HoT: Highlighted Chain of Thought for Referencing Supporting Facts from Inputs

Tin Nguyen · Logan Bolton · Mohammad Reza Taesiri · Trung Bui · Anh Totti Nguyen

Video

Paper PDF

Thumbnail of paper pages

Abstract

An Achilles heel of Large Language Models (LLMs) is their tendency to hallucinate non-factual statements. A response mixed of factual and non-factual statements poses a challenge for humans to verify and accurately base their decisions on. To combat this problem, we propose Highlighted Chain-of-Thought Prompting (HoT), a technique for prompting LLMs to generate responses with XML tags that ground facts to those provided in the question. That is, given an input question, LLMs would first re-format the question to add XML tags highlighting key facts, and then, generate a response with highlights over the facts referenced from the input. Compared to vanilla chain of thought prompting (CoT), HoT reduces the rate of hallucination and separately improves LLM accuracy of 5 LLMs consistently on over 22 tasks from arithmetic, reading comprehension, to logical reasoning.

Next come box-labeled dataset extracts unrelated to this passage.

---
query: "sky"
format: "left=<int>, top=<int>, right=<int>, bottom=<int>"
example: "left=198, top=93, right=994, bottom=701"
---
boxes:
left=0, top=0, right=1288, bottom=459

Consistent with the success of HoT few-shot prompting, training small LLMs (LLaMA-3.2-1B and Qwen2.5-1.5B) via supervised-finetuning on HoT examples improve LLMs accuracy (on 5 out-of-distribution tasks) over the baselines and over finetuning on CoT examples. When asking humans to verify LLM responses, highlights help time-limited participants to more accurately and efficiently recognize when LLMs are correct. Yet, surprisingly, when LLMs are wrong, HoTs tend to fool users into believing that an answer is correct.